Bahkan Rasulullah pun menjadi kepala negara di kota ini, yang didalamnya
terdapat berbagai umat-umat selain islam. Jadi Rasulullah pada masa di kota ini
tidak hanya menjadi pemimpin ruhaniah umat, namun sekaligus menjadi pemimpin
negara. Sungguhpun tidak ada yang lebih pantas menempati status sebagai
pemimpin negara selain Rasulullah s.a.w. disamping beliau dikuatkan statusnya
sebagai seorang utusan Allah s.w.t.
Pada
saat Rasulullah wafat, maka posisinya sebagai kepala negara digantikan. Sebagaimana
dicatat dalam sejarah bahwa Abu Bakar yang menggantikan Rasulullah, dan Abu
Bakar diberi gelar Khalifah. Ketika Abu Bakar wafat, lalu digantikan oleh Umar,
sebagai khalifah yang kedua. Kemudian Usman bin Affan melanjutkan posisi
sebagai khalifah ketiga, pada masa ini mulai terjadi persoalan-persoalan
politik. Gubernur-gubernur yang telah diangkat oleh Umar bin Khatab, diturunkan
oleh Usman dan digantikan dengan kerabat-kerabatnya. Politik nepotisme ini
mengguncang umat pada masa itu, para Sahabat yang pada mulanya mendukung Usman,
kini berpaling. Hingga pada akhirnya lima ratus pemberontak bergerak dari Mesir
menuju Madinah, untuk menggulingkan kedudukan Usman sebagai Khalifah. Setelah
Usman wafat, kemudian digantikan oleh Ali bin Abi Thalib sebagai khalifah
keempat, namun Ali langsung mendapat tantangan dari pihak Talhah, yang disokong
oleh Aisyah.
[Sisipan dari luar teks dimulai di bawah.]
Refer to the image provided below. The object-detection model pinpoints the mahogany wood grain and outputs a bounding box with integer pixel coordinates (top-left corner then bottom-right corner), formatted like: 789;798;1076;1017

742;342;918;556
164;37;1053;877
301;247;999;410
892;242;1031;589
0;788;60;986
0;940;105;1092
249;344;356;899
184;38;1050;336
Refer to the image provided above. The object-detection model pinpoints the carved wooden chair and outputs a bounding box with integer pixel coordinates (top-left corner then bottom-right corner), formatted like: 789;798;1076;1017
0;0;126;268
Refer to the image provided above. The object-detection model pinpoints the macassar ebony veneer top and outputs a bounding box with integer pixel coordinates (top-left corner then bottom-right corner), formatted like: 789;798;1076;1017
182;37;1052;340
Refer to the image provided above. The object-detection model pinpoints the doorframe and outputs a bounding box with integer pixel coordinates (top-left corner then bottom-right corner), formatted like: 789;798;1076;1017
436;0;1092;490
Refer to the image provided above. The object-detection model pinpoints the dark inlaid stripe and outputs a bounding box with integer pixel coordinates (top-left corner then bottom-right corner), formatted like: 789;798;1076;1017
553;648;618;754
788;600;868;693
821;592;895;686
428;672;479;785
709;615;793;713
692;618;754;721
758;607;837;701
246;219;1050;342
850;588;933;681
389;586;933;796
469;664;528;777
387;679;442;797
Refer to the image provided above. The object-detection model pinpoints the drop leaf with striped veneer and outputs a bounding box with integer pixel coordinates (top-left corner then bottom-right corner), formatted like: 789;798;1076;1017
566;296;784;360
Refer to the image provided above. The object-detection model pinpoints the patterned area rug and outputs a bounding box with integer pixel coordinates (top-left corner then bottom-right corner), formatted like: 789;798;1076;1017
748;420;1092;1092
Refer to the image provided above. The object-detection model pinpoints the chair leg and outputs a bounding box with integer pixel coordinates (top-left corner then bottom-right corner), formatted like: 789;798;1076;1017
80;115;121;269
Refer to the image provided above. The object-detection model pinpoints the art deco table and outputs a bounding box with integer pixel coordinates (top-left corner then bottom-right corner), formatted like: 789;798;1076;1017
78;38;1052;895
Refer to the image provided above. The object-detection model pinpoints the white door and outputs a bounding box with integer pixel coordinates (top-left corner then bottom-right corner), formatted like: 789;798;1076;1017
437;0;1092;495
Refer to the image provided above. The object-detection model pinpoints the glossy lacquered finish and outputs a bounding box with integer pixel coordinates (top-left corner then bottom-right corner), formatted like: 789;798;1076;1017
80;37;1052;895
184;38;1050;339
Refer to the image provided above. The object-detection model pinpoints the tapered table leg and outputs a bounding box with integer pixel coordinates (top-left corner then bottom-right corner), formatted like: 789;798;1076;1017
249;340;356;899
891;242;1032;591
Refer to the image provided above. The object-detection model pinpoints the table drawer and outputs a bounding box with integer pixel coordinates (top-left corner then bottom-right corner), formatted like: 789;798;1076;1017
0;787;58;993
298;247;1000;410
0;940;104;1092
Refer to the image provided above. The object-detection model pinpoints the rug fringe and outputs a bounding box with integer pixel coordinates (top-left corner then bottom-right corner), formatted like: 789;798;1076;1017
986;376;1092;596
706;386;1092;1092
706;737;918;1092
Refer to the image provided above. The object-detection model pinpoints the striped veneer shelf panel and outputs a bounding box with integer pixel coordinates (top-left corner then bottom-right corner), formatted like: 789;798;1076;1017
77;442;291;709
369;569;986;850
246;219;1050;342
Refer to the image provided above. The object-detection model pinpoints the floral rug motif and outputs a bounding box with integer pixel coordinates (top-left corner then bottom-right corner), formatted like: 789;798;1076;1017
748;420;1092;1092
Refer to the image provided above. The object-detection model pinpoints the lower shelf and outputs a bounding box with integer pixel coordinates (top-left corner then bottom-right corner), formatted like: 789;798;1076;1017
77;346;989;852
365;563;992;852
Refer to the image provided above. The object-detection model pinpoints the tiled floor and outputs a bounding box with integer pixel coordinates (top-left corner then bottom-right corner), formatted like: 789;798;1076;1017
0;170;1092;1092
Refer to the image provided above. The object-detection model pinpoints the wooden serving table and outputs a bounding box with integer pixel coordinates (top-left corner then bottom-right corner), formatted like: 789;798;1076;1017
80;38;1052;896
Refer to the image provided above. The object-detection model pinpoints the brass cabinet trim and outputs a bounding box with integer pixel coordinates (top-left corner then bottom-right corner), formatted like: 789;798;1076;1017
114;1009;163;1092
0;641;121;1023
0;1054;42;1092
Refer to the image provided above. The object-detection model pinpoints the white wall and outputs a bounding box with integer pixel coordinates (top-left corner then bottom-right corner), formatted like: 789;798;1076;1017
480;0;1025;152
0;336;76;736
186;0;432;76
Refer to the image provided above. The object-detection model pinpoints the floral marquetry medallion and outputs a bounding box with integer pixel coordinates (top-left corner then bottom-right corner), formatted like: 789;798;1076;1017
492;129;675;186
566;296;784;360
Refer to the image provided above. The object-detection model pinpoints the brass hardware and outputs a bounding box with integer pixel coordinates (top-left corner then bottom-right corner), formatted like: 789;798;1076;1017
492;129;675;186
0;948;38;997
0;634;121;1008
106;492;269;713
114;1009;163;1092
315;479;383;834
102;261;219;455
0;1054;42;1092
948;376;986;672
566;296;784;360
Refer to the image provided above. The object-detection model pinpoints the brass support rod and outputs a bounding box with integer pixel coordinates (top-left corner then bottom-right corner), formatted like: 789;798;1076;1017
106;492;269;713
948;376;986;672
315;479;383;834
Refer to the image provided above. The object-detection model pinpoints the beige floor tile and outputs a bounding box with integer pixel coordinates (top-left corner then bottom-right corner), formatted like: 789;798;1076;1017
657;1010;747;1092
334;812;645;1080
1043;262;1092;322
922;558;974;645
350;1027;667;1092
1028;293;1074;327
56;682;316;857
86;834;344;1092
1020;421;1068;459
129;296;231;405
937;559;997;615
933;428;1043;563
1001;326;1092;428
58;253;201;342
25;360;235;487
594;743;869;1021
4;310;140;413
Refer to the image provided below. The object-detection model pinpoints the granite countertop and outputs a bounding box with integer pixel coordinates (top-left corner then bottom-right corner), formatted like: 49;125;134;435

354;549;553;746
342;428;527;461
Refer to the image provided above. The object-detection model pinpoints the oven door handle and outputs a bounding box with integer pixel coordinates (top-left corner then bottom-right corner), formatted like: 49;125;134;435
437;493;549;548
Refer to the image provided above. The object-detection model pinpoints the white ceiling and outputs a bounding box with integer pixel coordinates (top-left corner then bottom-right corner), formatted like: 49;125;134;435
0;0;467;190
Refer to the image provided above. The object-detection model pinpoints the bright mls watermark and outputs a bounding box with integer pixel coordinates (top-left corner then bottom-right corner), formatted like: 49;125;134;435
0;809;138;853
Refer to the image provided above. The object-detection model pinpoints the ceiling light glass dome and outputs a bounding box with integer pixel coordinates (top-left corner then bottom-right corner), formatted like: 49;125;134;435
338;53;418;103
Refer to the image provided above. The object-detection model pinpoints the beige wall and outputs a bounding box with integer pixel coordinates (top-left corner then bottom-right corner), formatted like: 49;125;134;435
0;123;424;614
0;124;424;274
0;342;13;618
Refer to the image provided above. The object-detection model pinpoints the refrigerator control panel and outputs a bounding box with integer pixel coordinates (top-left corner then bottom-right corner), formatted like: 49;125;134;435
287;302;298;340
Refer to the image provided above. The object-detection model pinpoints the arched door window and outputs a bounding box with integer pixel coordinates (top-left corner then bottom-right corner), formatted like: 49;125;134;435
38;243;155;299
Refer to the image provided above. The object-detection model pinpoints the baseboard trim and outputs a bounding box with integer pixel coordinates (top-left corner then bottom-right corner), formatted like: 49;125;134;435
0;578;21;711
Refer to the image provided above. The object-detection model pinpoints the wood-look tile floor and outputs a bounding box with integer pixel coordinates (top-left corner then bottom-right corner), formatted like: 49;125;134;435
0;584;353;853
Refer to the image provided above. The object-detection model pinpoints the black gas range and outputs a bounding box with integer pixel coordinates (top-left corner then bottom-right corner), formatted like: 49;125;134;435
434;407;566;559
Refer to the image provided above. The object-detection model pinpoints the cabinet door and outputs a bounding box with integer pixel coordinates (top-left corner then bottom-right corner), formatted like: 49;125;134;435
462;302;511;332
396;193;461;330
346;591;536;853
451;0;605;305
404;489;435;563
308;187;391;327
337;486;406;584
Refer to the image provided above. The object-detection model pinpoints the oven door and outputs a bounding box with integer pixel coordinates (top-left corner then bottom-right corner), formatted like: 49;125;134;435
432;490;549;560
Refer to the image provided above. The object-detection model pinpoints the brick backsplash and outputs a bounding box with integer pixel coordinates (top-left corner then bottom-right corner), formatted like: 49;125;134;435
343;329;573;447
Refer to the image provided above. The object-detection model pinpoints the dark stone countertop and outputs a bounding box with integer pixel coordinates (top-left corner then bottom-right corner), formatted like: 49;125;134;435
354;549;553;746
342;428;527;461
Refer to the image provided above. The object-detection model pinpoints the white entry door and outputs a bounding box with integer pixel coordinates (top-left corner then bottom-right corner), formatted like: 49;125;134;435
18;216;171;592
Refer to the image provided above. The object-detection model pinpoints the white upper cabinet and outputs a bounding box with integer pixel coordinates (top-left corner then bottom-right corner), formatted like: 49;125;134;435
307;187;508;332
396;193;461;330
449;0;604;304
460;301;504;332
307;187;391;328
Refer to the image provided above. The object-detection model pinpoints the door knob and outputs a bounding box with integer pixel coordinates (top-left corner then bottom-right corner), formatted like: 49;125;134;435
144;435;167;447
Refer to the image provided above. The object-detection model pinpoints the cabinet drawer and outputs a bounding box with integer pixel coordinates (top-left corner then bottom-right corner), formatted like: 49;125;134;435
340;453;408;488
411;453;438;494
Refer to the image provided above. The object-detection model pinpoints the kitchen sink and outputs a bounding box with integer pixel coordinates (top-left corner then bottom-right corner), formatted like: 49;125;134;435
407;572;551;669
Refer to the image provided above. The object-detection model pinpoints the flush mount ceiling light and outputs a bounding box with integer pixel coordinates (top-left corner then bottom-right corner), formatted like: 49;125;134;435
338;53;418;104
Namun konflik ini menyebabkan Talhah dan Zubair terbunuh, dan
Aisyah dikembalikan ke Makkah. (Nasution:2013:89)
Dilain
pihak Muawiyah juga ikut melawan, khalifah Ali. Muawiyah tidak mengakui Ali
sebagai Khalifah bahkan Ali dituduh telah campur tangan dalam pembunuhan Usman,
karena dalam pemberontakan itu terdapat Muhammad, ia adalah anak angkat dari
Ali. Kemudian terjadilah perang Shiffin, Irak. Namun, peperangan ini diakhiri
oleh tahkim/arbitrase, yang diusungkan oleh pihak Muawiyyah. Lalu,
dipertemukanlah wakil dari kedua belah pihak, pihak Ali mengirimkan Abu Musa
Al-Asy’ari dan Amr bin Ash dari pihak Muawiyah. Peristiwa tahkim ini kemudian
dimenangkan oleh pihak Muawiyah, dan Ali turun dari jabatan khalifah. Pergolakan
politik ini menyebabkan perpecahan diantara umat muslim, sehingga umat terbagi
beberapa golongan. Yang pertama, golongan Syiah, yaitu para pendukung Ali. Yang
kedua, Khawarij yang keluar dari barisan Ali, karena mereka memiliki argumen
bahwa Ali sudah menghukumkan sesuatu kepada manusia, yaitu arbitase, namun
menurut mereka yang seharusnya Ali lakukan adalah menghukumkan sesuatu kepada
Allah s.w.t. (Nasution, 2013: 90)
Perlu
diketahui bahwa sistem yang digunakan dalam memilih Khalifah setelah Rasulullah
wafat adalah Musyawarah atau dalam bahasa lain secara demokratis antara
Shahabat-shahabat. Sistem ini mengharuskan, jika suatu kesepakatan telah
didapat, maka setiap pihak yang mengikuti musyawarah, wajib untuk ta’at kepada
khalifah. Namun, mulainya terjadi problem politis dimulai pada masa Usman dan
Ali. Dalam periode Usman, seperti yang telah disebutkan di atas, yang konon terdapat
pergeseran politik, yaitu nepotisme yang menyebabkan kegaduhan diantara para
Shahabat, di tambah aksi pemberontakan yang dilakukan terhadap kepemimpinan
Usman. Peristiwa ini menampakkan terjadinya penyelewengan nilai-nilai politik
demokratis yang pertama kali di usung oleh Rasulullah, terkhusus nilai kesetiaan
pada pemimpin terpilih—meskipun kita tidak dapat menutup mata hal ini
disebabkan oleh nepotisme Usman.
Tak berhenti disitu, konflik terus berlanjut
hingga pada fase kepemimpinan Ali bin Abi Thalib, yang dituduh[1]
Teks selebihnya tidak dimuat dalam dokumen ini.